When it comes to tax penalties, there is a behaviour-based scale that means you pay more for knowingly understating your tax bill than if you make a simple mistake. Unfortunately, HMRC is often over-zealous to apply a “deliberate” tag. Why is this a problem and how did one taxpayer successfully argue against it?

There’s a largely harmonised penalty regime for inaccuracies across different taxes, including income tax. Broadly:

  • a penalty arises because of a lack of reasonable care, the penalty will be between 0% and 30% of the extra tax due
  • the error is deliberate, the penalty will be between 20% and 70% of the extra tax due
  • the error is deliberate and concealed, the penalty will be between 30% and 100% of the extra tax due.

However, this isn’t the end of the matter – the behaviour also determines how far back HMRC can issue an assessment for. The ordinary time limit is four years, but if the behaviour is careless this increases to six years. If the inaccuracy arises due to deliberate behaviour (which can include negligence), the time limit is 20 years. HMRC seems to argue that most errors are at least careless, but in some cases it tries to go one step further, as Mr Collier (C) found out.

C had genuine conditions that affected his ability to read, and so he relied heavily on an accountant to submit his personal and partnership returns.
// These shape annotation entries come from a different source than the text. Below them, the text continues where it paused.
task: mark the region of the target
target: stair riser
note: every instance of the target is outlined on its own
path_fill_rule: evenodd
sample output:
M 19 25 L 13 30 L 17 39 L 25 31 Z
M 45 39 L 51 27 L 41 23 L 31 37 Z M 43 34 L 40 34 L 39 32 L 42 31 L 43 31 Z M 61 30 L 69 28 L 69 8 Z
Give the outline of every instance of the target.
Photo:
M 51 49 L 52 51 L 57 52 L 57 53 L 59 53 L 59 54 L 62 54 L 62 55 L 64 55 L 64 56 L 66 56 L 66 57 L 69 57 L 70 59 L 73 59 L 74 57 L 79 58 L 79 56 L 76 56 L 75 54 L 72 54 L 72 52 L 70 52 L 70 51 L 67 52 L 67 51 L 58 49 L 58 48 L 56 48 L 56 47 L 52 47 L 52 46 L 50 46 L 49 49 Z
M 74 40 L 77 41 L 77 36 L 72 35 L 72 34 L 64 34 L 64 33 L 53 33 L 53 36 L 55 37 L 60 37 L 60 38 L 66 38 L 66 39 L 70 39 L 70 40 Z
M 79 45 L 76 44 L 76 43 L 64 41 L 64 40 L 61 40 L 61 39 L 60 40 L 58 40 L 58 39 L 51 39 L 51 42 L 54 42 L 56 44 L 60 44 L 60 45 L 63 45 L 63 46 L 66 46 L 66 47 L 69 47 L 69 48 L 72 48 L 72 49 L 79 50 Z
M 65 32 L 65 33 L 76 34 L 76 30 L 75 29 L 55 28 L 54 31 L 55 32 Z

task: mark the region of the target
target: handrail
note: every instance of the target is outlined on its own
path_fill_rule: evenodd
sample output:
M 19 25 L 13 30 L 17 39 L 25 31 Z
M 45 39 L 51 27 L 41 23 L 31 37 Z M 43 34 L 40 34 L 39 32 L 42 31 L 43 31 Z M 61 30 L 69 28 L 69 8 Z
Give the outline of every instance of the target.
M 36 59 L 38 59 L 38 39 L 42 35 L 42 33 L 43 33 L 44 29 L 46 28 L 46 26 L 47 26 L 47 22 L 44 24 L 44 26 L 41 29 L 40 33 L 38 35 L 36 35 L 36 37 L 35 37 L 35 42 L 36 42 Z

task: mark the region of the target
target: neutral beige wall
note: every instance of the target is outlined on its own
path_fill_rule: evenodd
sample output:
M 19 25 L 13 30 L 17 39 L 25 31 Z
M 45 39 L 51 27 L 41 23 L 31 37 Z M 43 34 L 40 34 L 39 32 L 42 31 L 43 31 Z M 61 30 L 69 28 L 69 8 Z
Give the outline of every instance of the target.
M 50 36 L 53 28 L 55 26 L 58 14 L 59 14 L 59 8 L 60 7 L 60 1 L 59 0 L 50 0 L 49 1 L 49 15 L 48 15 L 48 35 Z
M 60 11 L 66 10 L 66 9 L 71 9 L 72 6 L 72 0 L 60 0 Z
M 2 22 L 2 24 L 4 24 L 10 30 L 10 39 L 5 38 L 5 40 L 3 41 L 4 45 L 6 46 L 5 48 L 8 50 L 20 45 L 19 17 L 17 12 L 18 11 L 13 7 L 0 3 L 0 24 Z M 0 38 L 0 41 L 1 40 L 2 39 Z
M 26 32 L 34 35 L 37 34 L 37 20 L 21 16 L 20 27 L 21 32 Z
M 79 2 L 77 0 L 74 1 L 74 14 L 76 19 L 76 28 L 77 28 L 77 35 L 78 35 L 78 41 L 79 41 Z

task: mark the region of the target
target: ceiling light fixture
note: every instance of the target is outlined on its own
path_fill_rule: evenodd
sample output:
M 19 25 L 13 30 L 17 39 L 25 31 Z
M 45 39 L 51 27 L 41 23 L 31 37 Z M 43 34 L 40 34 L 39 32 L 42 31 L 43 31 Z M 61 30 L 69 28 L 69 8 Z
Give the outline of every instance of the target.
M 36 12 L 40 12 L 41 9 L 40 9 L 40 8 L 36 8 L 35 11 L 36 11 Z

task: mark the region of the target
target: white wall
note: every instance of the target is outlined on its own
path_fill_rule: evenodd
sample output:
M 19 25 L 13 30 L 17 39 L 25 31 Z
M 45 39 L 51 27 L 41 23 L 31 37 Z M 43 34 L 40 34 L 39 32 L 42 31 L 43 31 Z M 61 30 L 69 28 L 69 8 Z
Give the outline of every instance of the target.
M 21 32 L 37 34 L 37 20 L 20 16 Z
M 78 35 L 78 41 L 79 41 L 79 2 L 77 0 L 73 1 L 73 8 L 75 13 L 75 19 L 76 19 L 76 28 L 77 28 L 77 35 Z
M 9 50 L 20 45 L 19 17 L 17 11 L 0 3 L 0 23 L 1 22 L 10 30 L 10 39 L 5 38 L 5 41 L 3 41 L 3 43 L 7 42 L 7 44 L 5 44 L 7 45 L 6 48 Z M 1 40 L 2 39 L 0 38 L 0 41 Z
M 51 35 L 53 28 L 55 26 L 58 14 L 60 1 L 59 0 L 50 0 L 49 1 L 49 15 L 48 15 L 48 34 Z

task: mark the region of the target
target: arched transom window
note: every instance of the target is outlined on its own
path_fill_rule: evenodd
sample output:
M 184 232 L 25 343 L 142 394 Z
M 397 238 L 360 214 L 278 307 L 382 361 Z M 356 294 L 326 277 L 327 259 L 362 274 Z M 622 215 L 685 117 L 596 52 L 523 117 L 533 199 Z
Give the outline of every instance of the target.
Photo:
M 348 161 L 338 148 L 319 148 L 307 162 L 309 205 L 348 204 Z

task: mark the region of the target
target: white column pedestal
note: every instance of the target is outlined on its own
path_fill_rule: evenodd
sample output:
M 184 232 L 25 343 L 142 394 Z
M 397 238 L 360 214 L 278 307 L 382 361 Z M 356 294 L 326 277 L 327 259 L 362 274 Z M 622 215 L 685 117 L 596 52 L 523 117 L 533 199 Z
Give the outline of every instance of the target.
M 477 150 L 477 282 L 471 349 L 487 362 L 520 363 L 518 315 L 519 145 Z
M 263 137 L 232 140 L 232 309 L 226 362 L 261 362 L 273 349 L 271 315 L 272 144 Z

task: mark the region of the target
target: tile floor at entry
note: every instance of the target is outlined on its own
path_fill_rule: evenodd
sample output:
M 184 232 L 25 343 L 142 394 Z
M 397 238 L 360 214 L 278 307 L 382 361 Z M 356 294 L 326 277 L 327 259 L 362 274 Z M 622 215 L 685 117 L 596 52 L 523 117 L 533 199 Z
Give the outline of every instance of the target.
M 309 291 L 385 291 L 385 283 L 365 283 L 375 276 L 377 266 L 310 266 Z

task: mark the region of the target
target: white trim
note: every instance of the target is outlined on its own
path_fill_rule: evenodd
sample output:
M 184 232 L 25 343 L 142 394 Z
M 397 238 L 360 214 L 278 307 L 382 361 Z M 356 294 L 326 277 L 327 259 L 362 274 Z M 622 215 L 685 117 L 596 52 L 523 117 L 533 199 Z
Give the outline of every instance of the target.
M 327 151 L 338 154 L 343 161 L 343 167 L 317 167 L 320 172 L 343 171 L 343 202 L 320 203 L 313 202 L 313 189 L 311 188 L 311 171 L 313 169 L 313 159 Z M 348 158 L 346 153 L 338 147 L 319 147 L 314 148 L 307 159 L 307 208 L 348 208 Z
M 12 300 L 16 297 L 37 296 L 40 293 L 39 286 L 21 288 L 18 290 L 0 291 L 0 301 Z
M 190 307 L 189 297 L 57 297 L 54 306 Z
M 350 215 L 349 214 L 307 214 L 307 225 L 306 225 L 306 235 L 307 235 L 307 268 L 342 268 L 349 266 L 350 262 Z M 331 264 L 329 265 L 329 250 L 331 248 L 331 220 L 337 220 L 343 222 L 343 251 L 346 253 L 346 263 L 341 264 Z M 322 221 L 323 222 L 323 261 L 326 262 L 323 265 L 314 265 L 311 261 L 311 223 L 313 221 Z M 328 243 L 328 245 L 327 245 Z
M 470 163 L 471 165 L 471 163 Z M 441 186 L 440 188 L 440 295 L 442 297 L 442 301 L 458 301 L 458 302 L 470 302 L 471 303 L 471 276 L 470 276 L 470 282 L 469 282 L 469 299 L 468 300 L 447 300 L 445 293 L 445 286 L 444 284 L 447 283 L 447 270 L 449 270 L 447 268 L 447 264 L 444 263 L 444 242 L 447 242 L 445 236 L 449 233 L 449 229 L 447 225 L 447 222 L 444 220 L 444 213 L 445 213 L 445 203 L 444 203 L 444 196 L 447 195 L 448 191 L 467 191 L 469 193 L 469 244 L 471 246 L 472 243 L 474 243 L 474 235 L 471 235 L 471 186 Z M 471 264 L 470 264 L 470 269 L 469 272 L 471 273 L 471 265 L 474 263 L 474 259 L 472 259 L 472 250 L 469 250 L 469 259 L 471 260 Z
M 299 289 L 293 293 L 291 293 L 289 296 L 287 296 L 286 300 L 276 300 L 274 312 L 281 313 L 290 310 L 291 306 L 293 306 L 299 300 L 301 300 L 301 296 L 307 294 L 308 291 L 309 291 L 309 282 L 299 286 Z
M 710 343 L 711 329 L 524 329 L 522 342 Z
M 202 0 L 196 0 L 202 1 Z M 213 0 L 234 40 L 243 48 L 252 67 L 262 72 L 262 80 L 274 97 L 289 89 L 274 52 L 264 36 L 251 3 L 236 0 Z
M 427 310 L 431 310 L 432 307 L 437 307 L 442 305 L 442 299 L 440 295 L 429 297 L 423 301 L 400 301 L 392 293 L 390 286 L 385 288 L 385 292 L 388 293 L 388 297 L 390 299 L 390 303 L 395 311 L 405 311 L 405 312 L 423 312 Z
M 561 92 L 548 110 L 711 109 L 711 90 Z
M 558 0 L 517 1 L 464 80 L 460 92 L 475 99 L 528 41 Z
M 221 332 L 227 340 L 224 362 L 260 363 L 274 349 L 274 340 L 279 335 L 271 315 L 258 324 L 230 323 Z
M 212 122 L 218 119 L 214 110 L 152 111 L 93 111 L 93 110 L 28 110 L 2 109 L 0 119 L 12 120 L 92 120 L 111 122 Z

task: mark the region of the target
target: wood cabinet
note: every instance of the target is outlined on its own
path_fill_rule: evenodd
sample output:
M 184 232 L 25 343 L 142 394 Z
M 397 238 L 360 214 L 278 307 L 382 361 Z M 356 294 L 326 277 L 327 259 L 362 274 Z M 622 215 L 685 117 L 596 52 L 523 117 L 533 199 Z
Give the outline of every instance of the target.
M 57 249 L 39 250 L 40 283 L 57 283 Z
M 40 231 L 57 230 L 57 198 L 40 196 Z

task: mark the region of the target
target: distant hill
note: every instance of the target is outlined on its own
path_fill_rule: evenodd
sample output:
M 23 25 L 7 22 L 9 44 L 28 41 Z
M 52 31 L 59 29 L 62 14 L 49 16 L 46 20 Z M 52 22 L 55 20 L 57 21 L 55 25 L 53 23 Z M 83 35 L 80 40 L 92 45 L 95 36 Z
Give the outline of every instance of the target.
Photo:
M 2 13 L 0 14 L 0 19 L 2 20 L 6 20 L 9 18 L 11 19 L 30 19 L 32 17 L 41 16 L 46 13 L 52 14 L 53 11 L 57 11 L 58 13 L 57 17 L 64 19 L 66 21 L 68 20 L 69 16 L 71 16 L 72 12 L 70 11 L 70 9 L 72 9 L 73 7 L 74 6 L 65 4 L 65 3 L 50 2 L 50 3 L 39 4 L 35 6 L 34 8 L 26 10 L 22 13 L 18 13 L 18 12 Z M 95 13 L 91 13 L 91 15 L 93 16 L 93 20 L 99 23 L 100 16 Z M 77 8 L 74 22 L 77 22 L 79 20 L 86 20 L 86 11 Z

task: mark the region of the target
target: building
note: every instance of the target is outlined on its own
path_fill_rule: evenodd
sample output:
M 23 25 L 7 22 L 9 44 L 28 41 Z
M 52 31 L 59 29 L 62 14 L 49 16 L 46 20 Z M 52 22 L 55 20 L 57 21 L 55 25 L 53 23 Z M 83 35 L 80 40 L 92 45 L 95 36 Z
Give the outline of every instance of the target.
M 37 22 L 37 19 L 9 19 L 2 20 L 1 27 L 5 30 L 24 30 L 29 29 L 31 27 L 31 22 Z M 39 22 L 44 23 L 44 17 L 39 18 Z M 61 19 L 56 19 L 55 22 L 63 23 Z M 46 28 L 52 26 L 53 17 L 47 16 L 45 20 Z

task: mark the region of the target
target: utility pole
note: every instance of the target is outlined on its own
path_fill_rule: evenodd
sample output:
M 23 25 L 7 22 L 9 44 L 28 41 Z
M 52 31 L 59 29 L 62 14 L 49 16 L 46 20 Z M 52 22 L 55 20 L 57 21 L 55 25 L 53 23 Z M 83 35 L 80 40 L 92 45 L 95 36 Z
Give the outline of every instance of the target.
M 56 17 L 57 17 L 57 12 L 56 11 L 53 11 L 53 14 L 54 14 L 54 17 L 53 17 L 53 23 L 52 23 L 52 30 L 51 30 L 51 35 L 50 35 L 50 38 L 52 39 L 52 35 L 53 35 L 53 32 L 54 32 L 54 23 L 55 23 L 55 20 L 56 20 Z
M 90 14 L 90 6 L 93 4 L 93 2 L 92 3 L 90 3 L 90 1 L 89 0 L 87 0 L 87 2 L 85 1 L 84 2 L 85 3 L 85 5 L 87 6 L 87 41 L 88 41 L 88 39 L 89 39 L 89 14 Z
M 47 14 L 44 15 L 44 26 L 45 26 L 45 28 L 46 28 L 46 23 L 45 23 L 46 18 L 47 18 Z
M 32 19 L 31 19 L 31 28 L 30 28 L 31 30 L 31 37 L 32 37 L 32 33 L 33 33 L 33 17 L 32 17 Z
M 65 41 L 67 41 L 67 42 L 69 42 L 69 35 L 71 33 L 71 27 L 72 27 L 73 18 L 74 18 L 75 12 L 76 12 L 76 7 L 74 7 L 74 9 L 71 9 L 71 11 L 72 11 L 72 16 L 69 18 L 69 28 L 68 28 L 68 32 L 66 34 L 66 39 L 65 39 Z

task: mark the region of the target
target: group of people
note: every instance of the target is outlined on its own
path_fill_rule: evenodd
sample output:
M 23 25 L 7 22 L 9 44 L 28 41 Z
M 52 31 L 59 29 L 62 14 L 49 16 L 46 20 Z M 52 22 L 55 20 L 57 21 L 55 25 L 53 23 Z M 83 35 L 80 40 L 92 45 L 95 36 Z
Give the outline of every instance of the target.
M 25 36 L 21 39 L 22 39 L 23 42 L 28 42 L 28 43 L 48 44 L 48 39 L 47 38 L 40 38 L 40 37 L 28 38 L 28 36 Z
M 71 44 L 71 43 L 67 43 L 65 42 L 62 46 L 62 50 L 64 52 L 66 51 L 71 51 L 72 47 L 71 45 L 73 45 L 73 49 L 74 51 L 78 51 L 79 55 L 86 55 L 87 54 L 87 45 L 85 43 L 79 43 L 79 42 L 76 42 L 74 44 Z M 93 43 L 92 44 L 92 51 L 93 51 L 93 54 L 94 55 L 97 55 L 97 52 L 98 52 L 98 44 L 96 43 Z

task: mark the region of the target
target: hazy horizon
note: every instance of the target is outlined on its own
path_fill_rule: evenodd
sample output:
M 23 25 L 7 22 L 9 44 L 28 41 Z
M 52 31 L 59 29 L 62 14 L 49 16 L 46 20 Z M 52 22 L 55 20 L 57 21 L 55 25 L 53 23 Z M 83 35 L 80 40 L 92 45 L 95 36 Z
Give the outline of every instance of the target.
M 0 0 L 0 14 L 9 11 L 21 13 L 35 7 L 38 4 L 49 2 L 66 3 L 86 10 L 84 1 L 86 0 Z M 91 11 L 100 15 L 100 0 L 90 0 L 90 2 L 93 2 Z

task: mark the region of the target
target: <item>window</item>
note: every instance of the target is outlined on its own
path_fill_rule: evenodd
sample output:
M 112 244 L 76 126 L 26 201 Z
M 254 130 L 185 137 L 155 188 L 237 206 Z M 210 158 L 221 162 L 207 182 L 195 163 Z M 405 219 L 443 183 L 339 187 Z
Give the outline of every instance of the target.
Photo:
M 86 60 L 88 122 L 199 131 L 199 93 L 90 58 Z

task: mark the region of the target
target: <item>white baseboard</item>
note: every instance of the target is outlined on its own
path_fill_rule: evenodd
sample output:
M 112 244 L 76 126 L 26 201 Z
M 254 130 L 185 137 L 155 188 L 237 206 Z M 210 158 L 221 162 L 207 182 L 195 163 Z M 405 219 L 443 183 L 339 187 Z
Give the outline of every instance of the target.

There were some omissions following the accountant suffering a family tragedy, which HMRC picked up after a long investigation, and raised assessments and penalties on the basis of “deliberate” behaviour. C didn’t dispute the assessments for the tax, but argued that the behaviour was careless, not deliberate so the assessments (which were issued more than six years after the end of the relevant year) were out of time. The Tribunal’s view was that C had not acted in a reckless way, and there were genuine reasons for the omissions. HMRC had not met the burden of proof required, and C’s appeal was allowed.